While a planning transformation may feel unpredictable, there are three predictable phases that you can leverage to both frame an ROI approach and to help pace and align MVP decisions.

Phase 1 – Centralized and comprehensive

In this initial phase, you are investing resources in discovery work to identify data sources and unpack processes that have been built over years and are often extremely siloed and poorly documented.

Best practices:

  • Establish workstreams that can focus on a vertical area of expertise. For example, data, integrations, and processes (by plan type) and help define your early MVPs with a specific targeted group of users. These users will set the stage and act as champions for ongoing work.
  • Connect those workstreams to a broader transformational program office (that includes change management, communication, and training) to ensure that as discovery takes place, cross-functional learnings and opportunities are shared and prioritized while governance for the longer-term execution of the work is well established.

ROI & MVP Considerations:

  • Cost – In this initial phase you are investing in building out a broader program framework and the internal transformation muscles that can carry the work forward year-over-year while your project teams prioritize uncovering, documenting, and collating not only the as-is but also framing the to-be.
  • Return & MVP – Focus on where you can gain internal efficiencies in ways of working and building toward data maturity. Remember, a lower initial ROI at the first MVP release might unlock a high ROI in future releases. MVP opportunities may include standardizing data definitions, aligning roles and responsibilities, and building new cross-functional process flows (even if manual). Once this work is finished, the structural components can be implemented more quickly and release even bigger value.
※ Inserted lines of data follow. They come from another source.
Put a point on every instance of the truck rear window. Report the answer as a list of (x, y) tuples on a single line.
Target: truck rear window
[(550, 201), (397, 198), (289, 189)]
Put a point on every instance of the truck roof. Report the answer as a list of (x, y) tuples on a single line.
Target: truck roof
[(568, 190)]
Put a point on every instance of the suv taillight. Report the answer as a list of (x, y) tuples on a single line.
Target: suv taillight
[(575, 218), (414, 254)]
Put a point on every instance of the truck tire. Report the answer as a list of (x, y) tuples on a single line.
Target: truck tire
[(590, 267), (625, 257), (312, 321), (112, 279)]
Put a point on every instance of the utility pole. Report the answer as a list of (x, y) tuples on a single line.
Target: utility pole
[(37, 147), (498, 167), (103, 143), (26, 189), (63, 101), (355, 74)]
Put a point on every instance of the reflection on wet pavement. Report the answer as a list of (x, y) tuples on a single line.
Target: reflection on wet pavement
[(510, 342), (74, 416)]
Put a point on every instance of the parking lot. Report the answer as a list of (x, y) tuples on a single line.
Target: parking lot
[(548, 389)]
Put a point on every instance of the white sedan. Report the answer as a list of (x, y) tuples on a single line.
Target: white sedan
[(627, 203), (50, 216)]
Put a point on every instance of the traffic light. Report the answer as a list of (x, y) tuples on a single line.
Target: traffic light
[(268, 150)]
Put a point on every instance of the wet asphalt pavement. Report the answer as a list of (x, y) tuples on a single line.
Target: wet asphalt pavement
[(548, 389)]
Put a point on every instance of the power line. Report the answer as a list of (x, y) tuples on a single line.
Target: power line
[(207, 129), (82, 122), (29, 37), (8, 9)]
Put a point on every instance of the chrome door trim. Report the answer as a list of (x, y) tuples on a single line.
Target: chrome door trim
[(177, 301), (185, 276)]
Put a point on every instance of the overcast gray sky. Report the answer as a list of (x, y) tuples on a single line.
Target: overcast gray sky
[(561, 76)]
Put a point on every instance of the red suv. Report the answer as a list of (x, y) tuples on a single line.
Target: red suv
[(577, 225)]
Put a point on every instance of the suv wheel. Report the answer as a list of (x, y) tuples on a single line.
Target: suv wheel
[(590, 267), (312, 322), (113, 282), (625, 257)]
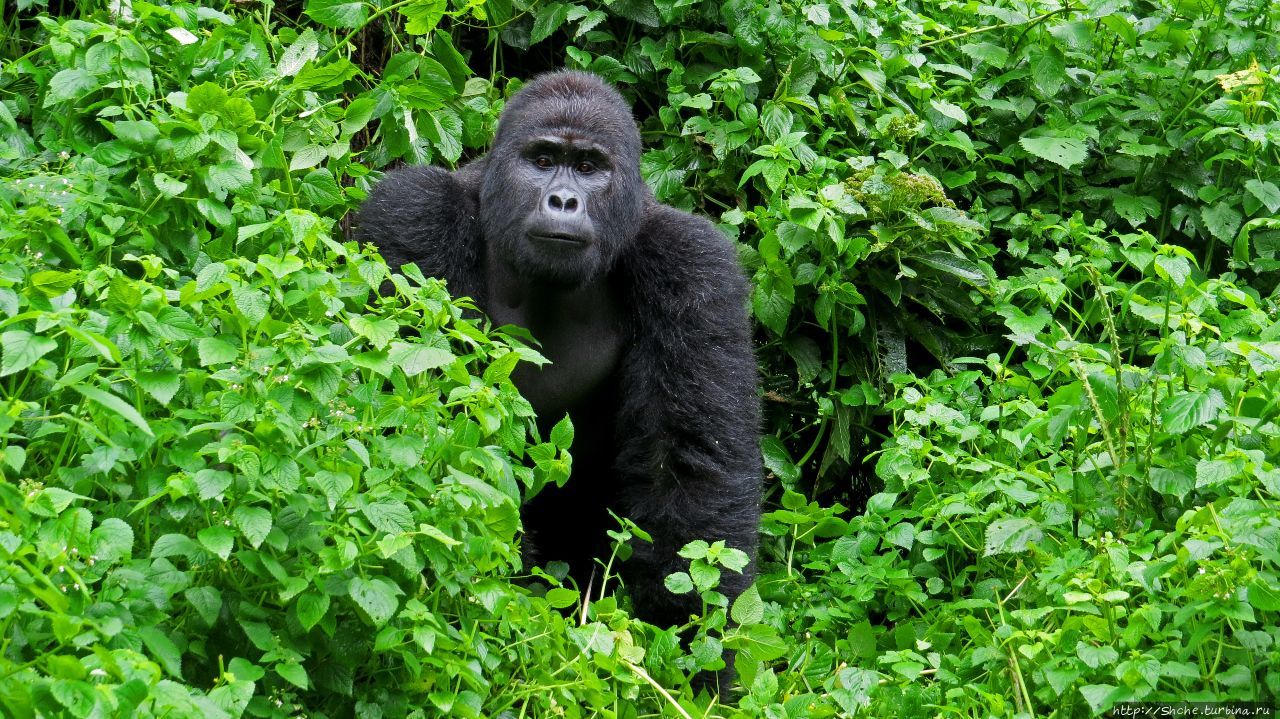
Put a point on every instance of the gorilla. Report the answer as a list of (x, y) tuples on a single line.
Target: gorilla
[(640, 307)]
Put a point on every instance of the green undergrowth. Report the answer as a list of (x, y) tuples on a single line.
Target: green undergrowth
[(1014, 284)]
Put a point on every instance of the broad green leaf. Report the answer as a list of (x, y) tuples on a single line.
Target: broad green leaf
[(423, 15), (218, 540), (1188, 410), (375, 598), (338, 14), (115, 404), (1266, 192), (22, 349), (310, 608), (1011, 535), (254, 522), (679, 582), (1065, 151), (215, 351), (69, 85), (1223, 220), (112, 540), (748, 608), (293, 673), (416, 358)]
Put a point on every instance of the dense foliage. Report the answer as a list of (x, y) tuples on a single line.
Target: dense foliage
[(1014, 271)]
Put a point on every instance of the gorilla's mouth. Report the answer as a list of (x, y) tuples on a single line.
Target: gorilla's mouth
[(562, 239)]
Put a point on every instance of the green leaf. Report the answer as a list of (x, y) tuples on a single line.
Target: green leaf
[(161, 384), (416, 358), (293, 673), (1188, 410), (1221, 220), (679, 582), (22, 349), (218, 540), (227, 177), (208, 603), (1011, 535), (163, 649), (337, 14), (955, 266), (214, 351), (379, 331), (562, 434), (310, 608), (69, 85), (1266, 192), (254, 522), (375, 598), (547, 21), (112, 540), (560, 598), (950, 110), (137, 134), (748, 608), (114, 403), (423, 15), (1065, 151)]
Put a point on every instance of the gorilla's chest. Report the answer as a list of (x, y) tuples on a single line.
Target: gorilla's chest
[(581, 334)]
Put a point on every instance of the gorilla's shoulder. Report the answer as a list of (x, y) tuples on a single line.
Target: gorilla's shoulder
[(680, 260), (424, 215)]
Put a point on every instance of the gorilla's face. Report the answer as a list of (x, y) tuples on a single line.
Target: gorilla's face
[(562, 192)]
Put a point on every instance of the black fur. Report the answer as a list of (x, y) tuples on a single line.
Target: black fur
[(647, 329)]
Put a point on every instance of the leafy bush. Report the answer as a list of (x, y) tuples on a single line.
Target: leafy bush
[(1011, 278)]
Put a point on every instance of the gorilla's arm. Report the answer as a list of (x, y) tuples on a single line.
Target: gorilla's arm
[(429, 216), (690, 417)]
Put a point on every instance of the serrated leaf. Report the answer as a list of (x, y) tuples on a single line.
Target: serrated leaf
[(218, 540), (112, 540), (1011, 535), (22, 349), (679, 582), (1065, 151), (348, 14), (214, 351), (1266, 192), (389, 516), (115, 404), (311, 607), (208, 603), (378, 331), (163, 649), (1221, 220), (562, 434), (955, 266), (423, 15), (375, 596), (548, 18), (293, 673), (69, 85), (748, 608), (950, 110), (1188, 410), (254, 522), (304, 49), (161, 384), (416, 358), (252, 303)]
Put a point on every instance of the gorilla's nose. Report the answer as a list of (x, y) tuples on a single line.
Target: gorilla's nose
[(563, 201)]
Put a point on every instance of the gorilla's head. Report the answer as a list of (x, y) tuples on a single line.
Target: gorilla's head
[(562, 192)]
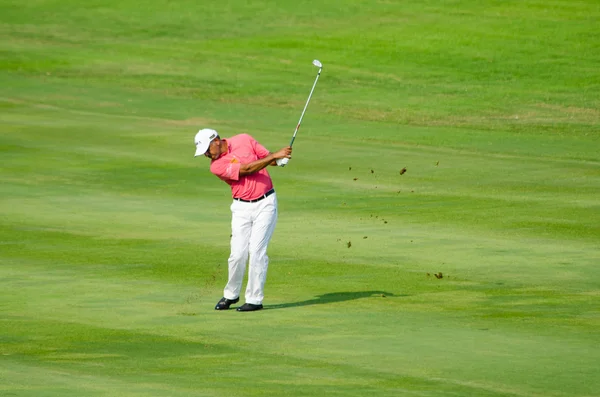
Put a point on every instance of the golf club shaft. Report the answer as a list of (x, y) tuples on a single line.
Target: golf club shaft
[(305, 106)]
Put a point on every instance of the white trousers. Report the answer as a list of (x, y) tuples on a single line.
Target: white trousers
[(252, 226)]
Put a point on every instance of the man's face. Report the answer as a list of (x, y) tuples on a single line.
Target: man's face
[(214, 149)]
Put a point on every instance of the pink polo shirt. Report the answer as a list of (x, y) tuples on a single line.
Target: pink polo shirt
[(242, 149)]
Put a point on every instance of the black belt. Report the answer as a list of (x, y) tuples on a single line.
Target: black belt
[(267, 194)]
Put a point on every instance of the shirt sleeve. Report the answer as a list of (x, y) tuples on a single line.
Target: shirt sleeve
[(259, 149)]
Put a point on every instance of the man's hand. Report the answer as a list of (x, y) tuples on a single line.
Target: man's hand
[(282, 156)]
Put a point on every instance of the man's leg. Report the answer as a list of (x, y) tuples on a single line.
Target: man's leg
[(262, 231), (241, 228)]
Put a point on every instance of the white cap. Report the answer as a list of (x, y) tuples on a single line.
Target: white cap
[(203, 138)]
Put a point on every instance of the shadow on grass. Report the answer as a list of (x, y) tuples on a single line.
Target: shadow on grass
[(333, 298)]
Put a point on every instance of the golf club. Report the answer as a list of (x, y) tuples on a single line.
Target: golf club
[(320, 66)]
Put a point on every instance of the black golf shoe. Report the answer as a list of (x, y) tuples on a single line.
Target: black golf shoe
[(248, 307), (224, 303)]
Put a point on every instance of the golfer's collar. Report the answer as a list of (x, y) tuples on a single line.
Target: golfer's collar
[(228, 148)]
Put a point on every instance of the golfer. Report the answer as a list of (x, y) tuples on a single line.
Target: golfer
[(240, 161)]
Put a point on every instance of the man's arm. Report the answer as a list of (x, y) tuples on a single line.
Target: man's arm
[(251, 168)]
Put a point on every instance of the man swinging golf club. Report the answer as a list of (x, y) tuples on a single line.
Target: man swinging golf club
[(240, 161)]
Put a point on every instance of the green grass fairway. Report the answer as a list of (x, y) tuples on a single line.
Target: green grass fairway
[(114, 238)]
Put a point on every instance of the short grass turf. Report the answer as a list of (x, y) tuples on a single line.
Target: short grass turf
[(472, 273)]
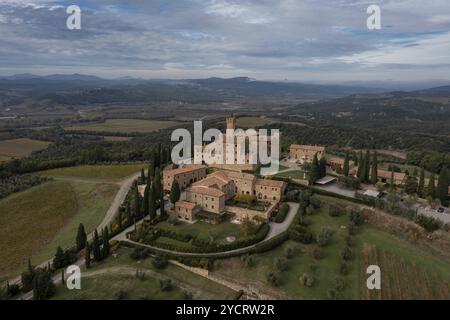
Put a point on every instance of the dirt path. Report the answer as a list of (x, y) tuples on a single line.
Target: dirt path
[(275, 230)]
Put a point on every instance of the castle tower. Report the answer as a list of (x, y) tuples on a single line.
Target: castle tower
[(231, 122)]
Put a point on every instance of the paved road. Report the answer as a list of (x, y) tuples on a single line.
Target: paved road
[(275, 229), (125, 185)]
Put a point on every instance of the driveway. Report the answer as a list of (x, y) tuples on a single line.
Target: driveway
[(275, 230)]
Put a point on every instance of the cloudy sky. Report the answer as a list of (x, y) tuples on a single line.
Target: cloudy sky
[(305, 40)]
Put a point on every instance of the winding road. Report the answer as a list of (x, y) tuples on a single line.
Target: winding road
[(275, 230)]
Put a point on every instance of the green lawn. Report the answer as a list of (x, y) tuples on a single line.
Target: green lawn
[(34, 222), (118, 273), (96, 172), (18, 148), (125, 126), (326, 269), (218, 232)]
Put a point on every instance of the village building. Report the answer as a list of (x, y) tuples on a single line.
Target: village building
[(235, 166), (305, 153), (211, 193), (386, 176), (185, 176), (186, 210), (337, 164)]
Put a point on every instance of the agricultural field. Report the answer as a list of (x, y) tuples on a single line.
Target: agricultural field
[(402, 280), (18, 148), (400, 261), (34, 222), (125, 126), (95, 172), (104, 280), (252, 122)]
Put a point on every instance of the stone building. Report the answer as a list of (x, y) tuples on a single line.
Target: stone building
[(304, 153), (185, 176)]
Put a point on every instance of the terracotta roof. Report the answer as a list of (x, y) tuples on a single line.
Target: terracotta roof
[(309, 148), (213, 192), (185, 169), (270, 183), (239, 175), (211, 180), (387, 175), (185, 205)]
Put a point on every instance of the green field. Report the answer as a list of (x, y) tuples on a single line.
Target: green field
[(34, 222), (217, 232), (18, 148), (414, 262), (95, 172), (118, 272), (252, 122), (125, 126)]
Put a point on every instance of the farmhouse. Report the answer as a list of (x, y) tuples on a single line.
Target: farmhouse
[(385, 177), (304, 153), (210, 194), (337, 164), (235, 166), (185, 176)]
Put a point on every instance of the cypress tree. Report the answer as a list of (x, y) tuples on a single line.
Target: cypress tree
[(346, 168), (366, 166), (157, 183), (137, 202), (442, 187), (175, 192), (81, 237), (392, 182), (105, 239), (87, 256), (322, 167), (432, 187), (152, 204), (421, 187), (162, 211), (145, 202), (59, 261), (96, 247), (314, 170), (374, 171), (359, 173), (142, 176)]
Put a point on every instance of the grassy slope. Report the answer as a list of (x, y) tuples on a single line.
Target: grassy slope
[(96, 172), (30, 219), (109, 283), (126, 125), (34, 222), (18, 148), (327, 268)]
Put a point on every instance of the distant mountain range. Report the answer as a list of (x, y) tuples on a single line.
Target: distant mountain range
[(87, 89)]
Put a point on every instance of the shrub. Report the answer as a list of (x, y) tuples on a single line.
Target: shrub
[(139, 254), (120, 295), (281, 264), (160, 262), (273, 279), (339, 284), (289, 252), (307, 280), (347, 253), (318, 253), (428, 223), (343, 268), (323, 238), (301, 234), (165, 285), (282, 213)]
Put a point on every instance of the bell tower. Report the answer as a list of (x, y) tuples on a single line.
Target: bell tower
[(231, 122)]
Phase 2 – Federalized and fast

As you roll into the second phase of the transformation, you begin to implement your initial technical MVPs and start to move fast.

Best Practices:

  • Begin to federalize your workstreams so that they can pace separately, act responsively, and train effectively – with your transformational muscles now built, allowing more workstream agency will ensure your organization is able to capitalize on every opportunity (large and small)
  • Streamline your program reporting to focus on transformational maturity – a forward-looking view of how you will evolve capabilities year-over-year

ROI & MVP Considerations:

  • Cost – Your investment shifts, placing less focus on a centralized program office and placing more resources against individual workstream needs, including training, change management, and technology development.
  • Return & MVP – Maintain a future-focused roadmap to demonstrate the scalability of your MVP releases. Hold firm to those guiding principles that reinforced the value of letting go of old ways of working — nuances that once delivered value but are no longer necessary.
Phase 3 – Scaled and Operationalized

As you enter this phase you have implemented innovative technologies, adapted to new processes, and matured your data capabilities.

Best Practices:

  • It is here that workstreams once again converge to ensure a sustainable process for continued scaling and operational success.
  • Establish your future-focused roadmap, a roadmap that will extend past your MVP and help to continue advancing your new capabilities.

ROI & MVP Considerations:

  • Cost – The long-term cost of ownership becomes clear (both for the business and technical teams), including new roles, products, and processes.
  • Return & MVP – Revisit manual processes for further automation or removal. Look for opportunities to scale new processes further into the organization to capitalize on technical capabilities and increase standardization.

In Summary

Retail planning transformations take time and require a continued dance between short-term gains and long-term vision as well as the ability to flex between large programs and small agile teams. Another form of balance that was showcased in our last blog, was the importance for retailers to first understand how healthy tensions bring a guiding force to planning transformations – an exercise we leveraged with multiple clients over the last several years. Equipped with this knowledge and coupled with the best practices above, your organization can successfully transform and experience a measurable return on investment at every stage of the journey.

The key to success is balancing your investment with immediate ways to define success and ensure you continue to deliver value in the present.